Notable projects include:
• Condor – The goal of this project is to develop, implement, deploy and evaluate mechanisms and policies that support high throughput computing on large collections of distributively owned computing resources. Condor is a specialized workload management system for compute-intensive jobs. Like other full-featured batch systems, Condor provides a job queuing mechanism, scheduling policy, priority scheme, and resource monitoring and resource management. The Condor Team continues to build software tools that enable scientists and engineers to increase their computing throughput.
• TeraGrid – This project is an open scientific discovery infrastructure combining resources at eight partner sites to create an integrated, persistent computational resource. It is coordinated through the Grid Infrastructure Group at the University of Chicago, working in partnership with the Resource Provider sites that participated in the TeraGrid construction project. Deployment was completed in September 2004, bringing more than 40 teraflops of computing power, nearly 4 petabytes of rotating storage, and specialized data analysis and visualization resources into production. A dedicated national network interconnects the whole at 10-30 gigabits per second.
• NEES – NEES’s grid links earthquake researchers across the United States with computing resources and research equipment, allowing collaborative teams to plan, perform and publish their experiments. It is maintained by the NEES consortium.
• Bioinformatics Information Research Network – BIRN is a National Institutes of Health initiative that fosters distributed collaborations in biomedical science.
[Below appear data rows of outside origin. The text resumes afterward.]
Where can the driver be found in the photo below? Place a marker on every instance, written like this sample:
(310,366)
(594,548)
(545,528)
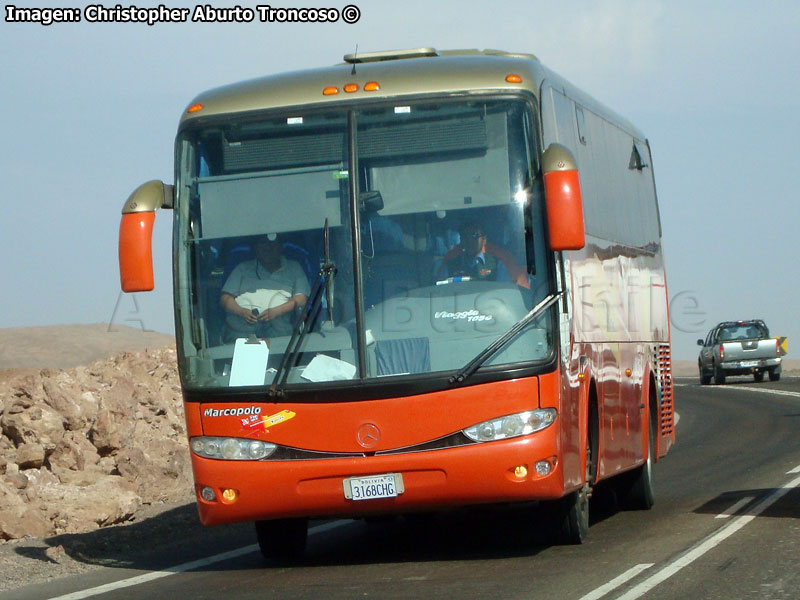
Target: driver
(476,258)
(261,294)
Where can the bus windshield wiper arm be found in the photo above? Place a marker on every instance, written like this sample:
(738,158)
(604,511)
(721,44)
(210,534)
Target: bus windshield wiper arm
(310,311)
(504,339)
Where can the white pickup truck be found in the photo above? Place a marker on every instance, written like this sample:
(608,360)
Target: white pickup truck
(739,348)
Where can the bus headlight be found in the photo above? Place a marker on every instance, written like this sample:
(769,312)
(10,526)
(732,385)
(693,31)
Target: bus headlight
(511,426)
(231,448)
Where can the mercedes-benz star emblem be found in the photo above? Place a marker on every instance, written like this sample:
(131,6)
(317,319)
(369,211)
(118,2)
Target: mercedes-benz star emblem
(368,435)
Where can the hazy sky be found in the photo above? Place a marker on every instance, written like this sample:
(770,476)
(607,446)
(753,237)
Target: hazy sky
(90,111)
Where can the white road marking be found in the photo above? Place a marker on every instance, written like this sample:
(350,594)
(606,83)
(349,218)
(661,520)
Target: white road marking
(709,543)
(616,582)
(759,390)
(195,564)
(733,509)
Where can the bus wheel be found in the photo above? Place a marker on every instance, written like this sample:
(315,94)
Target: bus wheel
(570,514)
(636,488)
(282,540)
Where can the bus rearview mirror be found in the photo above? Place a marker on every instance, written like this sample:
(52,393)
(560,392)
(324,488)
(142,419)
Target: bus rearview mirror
(136,235)
(563,199)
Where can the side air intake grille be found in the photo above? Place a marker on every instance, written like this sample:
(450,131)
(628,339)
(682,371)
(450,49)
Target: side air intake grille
(663,360)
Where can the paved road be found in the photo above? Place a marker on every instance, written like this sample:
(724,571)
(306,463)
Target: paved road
(726,525)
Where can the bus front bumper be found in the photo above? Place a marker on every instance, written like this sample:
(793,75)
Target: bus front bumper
(493,472)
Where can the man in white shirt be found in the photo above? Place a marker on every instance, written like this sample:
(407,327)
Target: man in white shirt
(261,294)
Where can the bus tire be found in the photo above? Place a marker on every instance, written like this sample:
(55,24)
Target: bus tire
(282,540)
(571,513)
(636,487)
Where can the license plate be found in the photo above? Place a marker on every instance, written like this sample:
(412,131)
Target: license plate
(373,487)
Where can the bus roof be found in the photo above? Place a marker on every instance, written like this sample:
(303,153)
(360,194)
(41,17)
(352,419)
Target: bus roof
(399,73)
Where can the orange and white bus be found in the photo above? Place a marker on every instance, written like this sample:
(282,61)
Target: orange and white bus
(465,303)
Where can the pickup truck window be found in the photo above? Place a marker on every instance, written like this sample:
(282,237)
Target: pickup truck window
(748,331)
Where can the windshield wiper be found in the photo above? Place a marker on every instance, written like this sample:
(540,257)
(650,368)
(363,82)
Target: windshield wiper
(504,339)
(310,311)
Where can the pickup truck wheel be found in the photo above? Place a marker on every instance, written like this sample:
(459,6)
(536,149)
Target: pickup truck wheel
(719,375)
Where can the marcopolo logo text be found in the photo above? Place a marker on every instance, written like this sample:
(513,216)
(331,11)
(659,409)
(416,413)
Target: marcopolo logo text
(232,412)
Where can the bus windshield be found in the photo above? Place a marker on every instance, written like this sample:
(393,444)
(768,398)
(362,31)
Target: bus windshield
(440,252)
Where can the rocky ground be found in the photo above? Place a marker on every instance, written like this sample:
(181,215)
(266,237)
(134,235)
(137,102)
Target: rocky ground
(85,448)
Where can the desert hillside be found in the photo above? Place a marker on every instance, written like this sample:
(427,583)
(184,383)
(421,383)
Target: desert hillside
(64,346)
(86,446)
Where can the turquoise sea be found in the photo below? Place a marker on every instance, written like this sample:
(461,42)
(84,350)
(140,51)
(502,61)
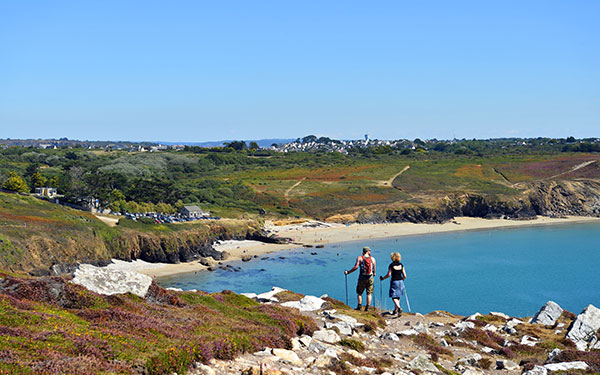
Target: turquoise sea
(514,271)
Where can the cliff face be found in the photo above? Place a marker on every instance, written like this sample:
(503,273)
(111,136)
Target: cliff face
(44,253)
(546,198)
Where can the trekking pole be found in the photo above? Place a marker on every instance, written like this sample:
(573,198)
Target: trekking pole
(380,296)
(406,296)
(346,276)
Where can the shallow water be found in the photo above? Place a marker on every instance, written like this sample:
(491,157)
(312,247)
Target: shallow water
(514,271)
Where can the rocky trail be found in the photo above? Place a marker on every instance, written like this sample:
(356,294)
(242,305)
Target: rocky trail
(436,343)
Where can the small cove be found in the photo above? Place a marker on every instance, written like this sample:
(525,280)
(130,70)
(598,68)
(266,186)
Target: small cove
(510,270)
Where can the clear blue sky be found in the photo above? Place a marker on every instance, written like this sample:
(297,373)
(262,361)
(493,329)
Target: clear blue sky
(211,70)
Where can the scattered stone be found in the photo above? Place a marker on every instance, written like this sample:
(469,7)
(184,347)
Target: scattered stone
(584,328)
(461,326)
(529,340)
(344,328)
(506,364)
(422,363)
(305,340)
(553,354)
(548,314)
(490,328)
(204,370)
(408,332)
(107,281)
(287,356)
(566,366)
(390,336)
(307,303)
(500,315)
(470,360)
(536,370)
(326,335)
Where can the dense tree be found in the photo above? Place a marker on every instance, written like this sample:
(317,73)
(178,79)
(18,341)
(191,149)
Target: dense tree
(15,183)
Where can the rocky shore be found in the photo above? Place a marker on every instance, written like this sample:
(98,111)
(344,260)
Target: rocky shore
(358,342)
(554,341)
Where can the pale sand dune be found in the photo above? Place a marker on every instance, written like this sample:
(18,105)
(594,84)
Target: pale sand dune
(334,233)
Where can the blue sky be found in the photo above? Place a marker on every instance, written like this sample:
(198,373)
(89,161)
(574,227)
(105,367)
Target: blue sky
(200,71)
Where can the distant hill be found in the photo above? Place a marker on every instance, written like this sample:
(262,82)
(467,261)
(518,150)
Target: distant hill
(261,142)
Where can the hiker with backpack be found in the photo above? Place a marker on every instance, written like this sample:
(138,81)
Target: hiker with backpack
(398,273)
(366,263)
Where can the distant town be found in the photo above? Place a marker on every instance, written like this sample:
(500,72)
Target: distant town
(309,143)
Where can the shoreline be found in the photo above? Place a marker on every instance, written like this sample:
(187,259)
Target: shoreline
(315,233)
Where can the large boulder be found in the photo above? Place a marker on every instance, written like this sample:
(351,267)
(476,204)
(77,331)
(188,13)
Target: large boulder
(307,303)
(584,328)
(108,281)
(548,314)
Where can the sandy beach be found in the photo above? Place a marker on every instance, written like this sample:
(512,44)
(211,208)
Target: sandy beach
(316,233)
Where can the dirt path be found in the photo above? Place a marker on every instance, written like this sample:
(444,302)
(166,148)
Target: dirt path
(110,221)
(578,166)
(287,192)
(389,182)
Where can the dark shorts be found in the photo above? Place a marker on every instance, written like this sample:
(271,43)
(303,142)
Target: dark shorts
(365,284)
(396,288)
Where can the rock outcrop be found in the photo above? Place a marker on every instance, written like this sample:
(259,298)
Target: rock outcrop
(548,314)
(583,333)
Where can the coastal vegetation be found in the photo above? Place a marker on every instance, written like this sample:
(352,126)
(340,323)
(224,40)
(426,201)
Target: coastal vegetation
(49,325)
(242,181)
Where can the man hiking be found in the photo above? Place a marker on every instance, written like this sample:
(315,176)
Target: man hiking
(366,263)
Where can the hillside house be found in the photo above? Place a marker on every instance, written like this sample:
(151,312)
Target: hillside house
(46,192)
(193,211)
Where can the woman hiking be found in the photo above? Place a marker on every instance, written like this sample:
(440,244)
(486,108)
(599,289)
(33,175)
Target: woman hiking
(398,273)
(367,265)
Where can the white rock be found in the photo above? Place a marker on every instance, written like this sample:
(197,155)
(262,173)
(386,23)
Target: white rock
(470,360)
(422,363)
(305,340)
(500,315)
(553,354)
(529,340)
(287,356)
(332,353)
(506,364)
(566,366)
(296,346)
(307,303)
(269,296)
(326,335)
(317,347)
(356,354)
(473,317)
(266,352)
(343,327)
(322,361)
(548,314)
(107,281)
(490,328)
(584,328)
(470,371)
(390,336)
(408,332)
(461,326)
(536,370)
(204,370)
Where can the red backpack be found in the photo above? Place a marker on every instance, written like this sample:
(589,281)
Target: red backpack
(366,266)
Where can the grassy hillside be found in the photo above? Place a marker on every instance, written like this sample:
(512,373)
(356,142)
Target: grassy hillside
(35,234)
(49,325)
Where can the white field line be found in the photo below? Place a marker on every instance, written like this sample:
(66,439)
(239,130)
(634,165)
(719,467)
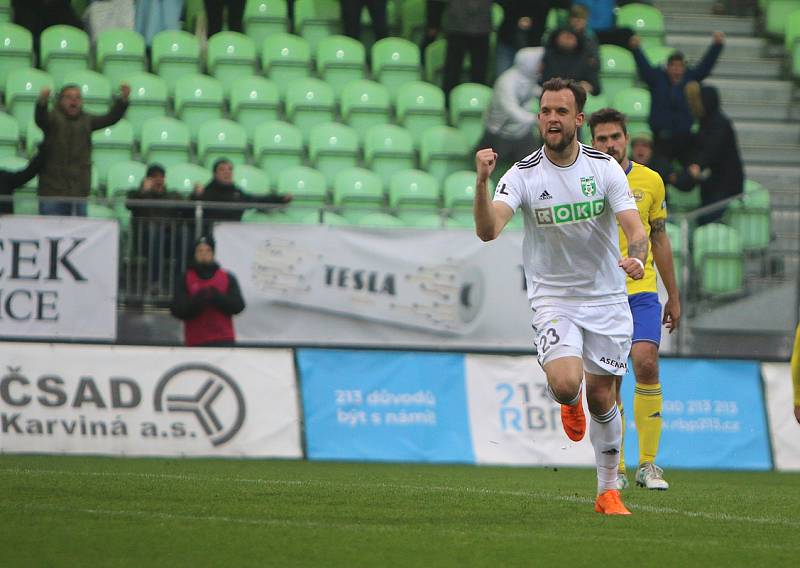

The BIRN data grid is used for computational and data sharing.
POTENTIAL IMPACTS
Grid computing promises to deliver to the computing world what it successfully delivered to the networking world: an information technology service based on distributed architecture that is ubiquitous, flexible, and always available. This promise cannot be realized without a network able to support and link the various elements that make up the grid – in a secure, reliable, scalable and billable way. The need for such a network – and higher level associated services or capabilities that may exploit the network – represent the key opportunities for grid technologies.